For the benefit of those who started from R, pandas is python’s dataframe module. Other packages like H2Oai’s datatable exists and it is heavily inspired by R’s own datatable library.

In his talk, Hadley Wickham (creator of the dplyr package) he mentioned what we really need for table manipulation are just a handful of functions:

  • filter
  • select
  • arrange
  • mutate
  • group_by
  • summarise
  • merge

However, I would argue you need a bit more than the above.
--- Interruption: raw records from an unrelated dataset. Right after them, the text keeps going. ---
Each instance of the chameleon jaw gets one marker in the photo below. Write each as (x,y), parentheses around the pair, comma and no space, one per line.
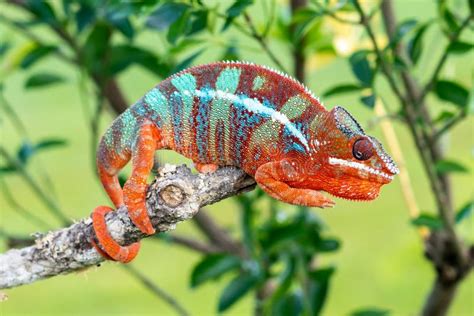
(352,164)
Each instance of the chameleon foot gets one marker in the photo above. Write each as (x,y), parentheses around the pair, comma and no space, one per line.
(205,168)
(109,248)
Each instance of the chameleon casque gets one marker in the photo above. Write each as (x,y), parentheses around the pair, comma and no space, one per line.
(245,115)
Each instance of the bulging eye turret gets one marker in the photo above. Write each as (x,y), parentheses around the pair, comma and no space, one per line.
(362,149)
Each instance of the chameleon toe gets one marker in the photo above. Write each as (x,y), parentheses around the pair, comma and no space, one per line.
(109,248)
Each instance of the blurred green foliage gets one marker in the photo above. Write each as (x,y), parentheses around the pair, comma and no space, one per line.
(287,259)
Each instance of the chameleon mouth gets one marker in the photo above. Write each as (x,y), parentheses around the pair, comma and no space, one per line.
(386,177)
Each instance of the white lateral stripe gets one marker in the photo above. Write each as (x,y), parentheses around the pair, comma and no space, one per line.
(356,165)
(255,106)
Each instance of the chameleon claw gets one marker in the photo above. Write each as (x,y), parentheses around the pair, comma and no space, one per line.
(109,248)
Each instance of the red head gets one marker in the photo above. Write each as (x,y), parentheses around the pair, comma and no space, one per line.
(344,161)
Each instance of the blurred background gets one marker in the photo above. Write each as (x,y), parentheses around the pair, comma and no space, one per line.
(68,68)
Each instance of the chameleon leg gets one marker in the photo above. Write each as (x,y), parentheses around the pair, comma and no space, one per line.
(205,168)
(134,190)
(111,249)
(271,178)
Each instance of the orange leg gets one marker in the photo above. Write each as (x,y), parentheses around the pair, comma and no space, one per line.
(133,194)
(205,168)
(134,190)
(111,249)
(271,178)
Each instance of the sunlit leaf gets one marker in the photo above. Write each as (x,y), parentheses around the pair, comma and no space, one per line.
(4,47)
(460,47)
(212,267)
(237,8)
(36,55)
(447,166)
(85,16)
(341,89)
(43,79)
(302,20)
(289,304)
(361,67)
(464,212)
(235,290)
(428,220)
(198,21)
(415,44)
(452,92)
(185,63)
(328,245)
(369,100)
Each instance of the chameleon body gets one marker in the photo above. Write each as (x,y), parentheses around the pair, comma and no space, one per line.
(245,115)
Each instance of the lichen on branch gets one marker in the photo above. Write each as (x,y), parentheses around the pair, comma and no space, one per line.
(174,196)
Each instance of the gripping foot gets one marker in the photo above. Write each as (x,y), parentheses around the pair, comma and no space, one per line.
(109,248)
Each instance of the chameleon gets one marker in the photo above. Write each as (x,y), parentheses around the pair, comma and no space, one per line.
(238,114)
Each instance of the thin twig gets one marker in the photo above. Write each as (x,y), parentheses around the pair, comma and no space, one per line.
(452,122)
(176,196)
(439,66)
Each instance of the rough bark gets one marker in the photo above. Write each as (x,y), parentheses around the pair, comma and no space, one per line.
(174,196)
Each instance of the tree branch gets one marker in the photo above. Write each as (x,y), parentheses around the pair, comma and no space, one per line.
(176,195)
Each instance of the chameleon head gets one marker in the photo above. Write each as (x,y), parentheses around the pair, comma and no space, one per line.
(347,162)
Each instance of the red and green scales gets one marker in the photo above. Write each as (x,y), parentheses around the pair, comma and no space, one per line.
(245,115)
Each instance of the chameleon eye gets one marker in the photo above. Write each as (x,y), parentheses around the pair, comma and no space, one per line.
(362,149)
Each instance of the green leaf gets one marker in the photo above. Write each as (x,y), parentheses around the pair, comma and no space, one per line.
(403,28)
(428,220)
(96,46)
(35,55)
(42,80)
(369,100)
(302,21)
(187,61)
(235,10)
(371,311)
(464,212)
(212,267)
(198,21)
(452,92)
(450,20)
(178,28)
(289,304)
(328,245)
(343,88)
(84,17)
(165,15)
(235,290)
(460,47)
(48,143)
(318,288)
(361,67)
(415,44)
(4,47)
(447,166)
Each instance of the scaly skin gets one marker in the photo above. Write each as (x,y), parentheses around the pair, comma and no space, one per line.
(245,115)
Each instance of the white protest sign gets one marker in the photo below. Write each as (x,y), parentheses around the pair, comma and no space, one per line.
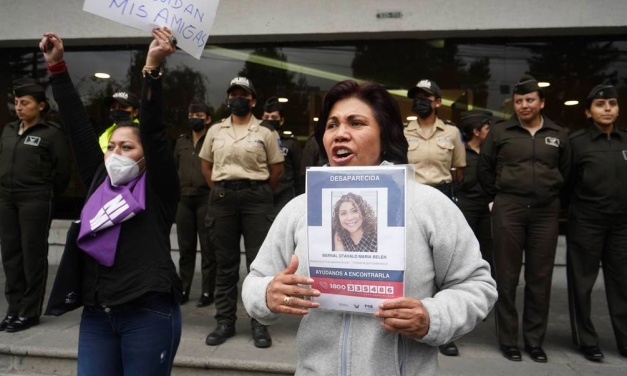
(189,20)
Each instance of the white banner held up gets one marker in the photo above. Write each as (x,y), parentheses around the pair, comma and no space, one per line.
(189,20)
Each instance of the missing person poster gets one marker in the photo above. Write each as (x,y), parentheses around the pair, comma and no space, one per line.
(356,235)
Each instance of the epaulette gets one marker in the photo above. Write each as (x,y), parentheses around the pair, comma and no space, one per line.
(53,124)
(577,133)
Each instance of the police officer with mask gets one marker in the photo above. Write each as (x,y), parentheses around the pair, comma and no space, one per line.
(35,166)
(192,208)
(289,186)
(472,199)
(242,163)
(597,221)
(123,106)
(435,147)
(523,164)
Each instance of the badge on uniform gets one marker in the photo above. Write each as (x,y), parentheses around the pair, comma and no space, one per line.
(32,140)
(552,141)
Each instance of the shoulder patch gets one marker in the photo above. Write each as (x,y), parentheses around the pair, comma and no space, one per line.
(53,124)
(577,133)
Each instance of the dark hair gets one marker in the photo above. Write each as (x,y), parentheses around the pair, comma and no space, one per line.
(367,214)
(385,109)
(272,105)
(127,124)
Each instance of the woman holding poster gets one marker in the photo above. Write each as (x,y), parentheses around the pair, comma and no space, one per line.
(131,322)
(354,225)
(360,125)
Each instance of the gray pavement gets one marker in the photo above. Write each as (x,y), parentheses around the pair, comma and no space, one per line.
(50,348)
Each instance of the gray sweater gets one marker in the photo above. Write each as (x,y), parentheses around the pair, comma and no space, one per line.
(444,269)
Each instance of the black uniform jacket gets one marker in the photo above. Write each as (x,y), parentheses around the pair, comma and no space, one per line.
(186,158)
(143,263)
(526,169)
(598,180)
(291,171)
(37,160)
(470,191)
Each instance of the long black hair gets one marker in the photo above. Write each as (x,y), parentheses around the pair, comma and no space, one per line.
(385,109)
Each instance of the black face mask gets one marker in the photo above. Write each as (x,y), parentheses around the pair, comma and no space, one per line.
(119,115)
(422,107)
(274,123)
(239,106)
(196,124)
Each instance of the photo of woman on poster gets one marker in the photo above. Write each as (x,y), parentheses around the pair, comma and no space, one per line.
(354,225)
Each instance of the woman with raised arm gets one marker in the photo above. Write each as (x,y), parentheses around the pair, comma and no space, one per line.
(131,322)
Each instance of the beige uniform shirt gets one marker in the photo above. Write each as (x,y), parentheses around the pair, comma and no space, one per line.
(434,156)
(244,157)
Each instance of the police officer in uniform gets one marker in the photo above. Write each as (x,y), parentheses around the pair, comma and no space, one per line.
(35,165)
(472,199)
(192,208)
(435,148)
(123,106)
(597,221)
(242,163)
(523,164)
(289,186)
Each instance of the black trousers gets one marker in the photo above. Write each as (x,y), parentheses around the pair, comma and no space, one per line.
(233,213)
(532,230)
(592,239)
(478,216)
(191,227)
(24,225)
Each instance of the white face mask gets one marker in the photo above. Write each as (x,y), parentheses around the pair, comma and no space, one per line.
(121,169)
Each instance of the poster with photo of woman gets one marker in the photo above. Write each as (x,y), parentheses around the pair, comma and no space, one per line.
(354,221)
(356,235)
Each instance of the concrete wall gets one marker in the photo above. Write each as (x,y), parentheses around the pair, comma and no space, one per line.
(22,22)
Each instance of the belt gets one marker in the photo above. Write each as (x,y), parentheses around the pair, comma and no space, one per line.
(235,185)
(132,305)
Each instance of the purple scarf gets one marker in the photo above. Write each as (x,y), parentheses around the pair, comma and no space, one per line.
(103,214)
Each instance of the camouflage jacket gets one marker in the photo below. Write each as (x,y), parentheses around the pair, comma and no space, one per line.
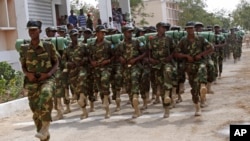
(199,45)
(38,59)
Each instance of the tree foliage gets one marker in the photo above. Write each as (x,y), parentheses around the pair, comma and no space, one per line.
(194,10)
(241,15)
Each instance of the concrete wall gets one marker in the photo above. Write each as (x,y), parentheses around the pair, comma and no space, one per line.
(152,7)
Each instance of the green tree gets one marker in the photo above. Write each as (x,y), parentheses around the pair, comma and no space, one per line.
(241,15)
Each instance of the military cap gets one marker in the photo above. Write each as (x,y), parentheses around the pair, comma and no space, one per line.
(163,24)
(189,24)
(34,24)
(198,24)
(151,28)
(50,29)
(87,30)
(100,28)
(73,32)
(61,28)
(127,28)
(216,25)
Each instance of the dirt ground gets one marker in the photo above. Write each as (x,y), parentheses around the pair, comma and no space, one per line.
(229,105)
For example, knowing R’s family of apply functions will help greatly. Or a couple of summary statistics functions like summary or str , although nowadays I use skimr::skim for summaries mostly.

skim(iris) 
## Skim summary statistics
## n obs: 150
## n variables: 5
##
## ── Variable type:factor ──────────────────────────────────────────────────────────────────────────────────────────────────
## variable missing complete n n_unique top_counts ordered
## Species 0 150 150 3 set: 50, ver: 50, vir: 50, NA: 0 FALSE
##
## ── Variable type:numeric ─────────────────────────────────────────────────────────────────────────────────────────────────
## variable missing complete n mean sd p0 p25 p50 p75 p100 hist
## Petal.Length 0 150 150 3.76 1.77 1 1.6 4.35 5.1 6.9 ▇▁▁▂▅▅▃▁
## Petal.Width 0 150 150 1.2 0.76 0.1 0.3 1.3 1.8 2.5 ▇▁▁▅▃▃▂▂
## Sepal.Length 0 150 150 5.84 0.83 4.3 5.1 5.8 6.4 7.9 ▂▇▅▇▆▅▂▂
## Sepal.Width 0 150 150 3.06 0.44 2 2.8 3 3.3 4.4 ▁▂▅▇▃▂▁▁

In fact, the output of skimr looks really similar to Google’s Facets. Both as you can see, print basic distribution stats and histograms.

Tidying Up Pandas
Tidying Up Pandas

Thus, in this post I’ll try my best to demonstrate 1-to-1 mappings of the tidyverse vocabularies with pandas DataFrame methods.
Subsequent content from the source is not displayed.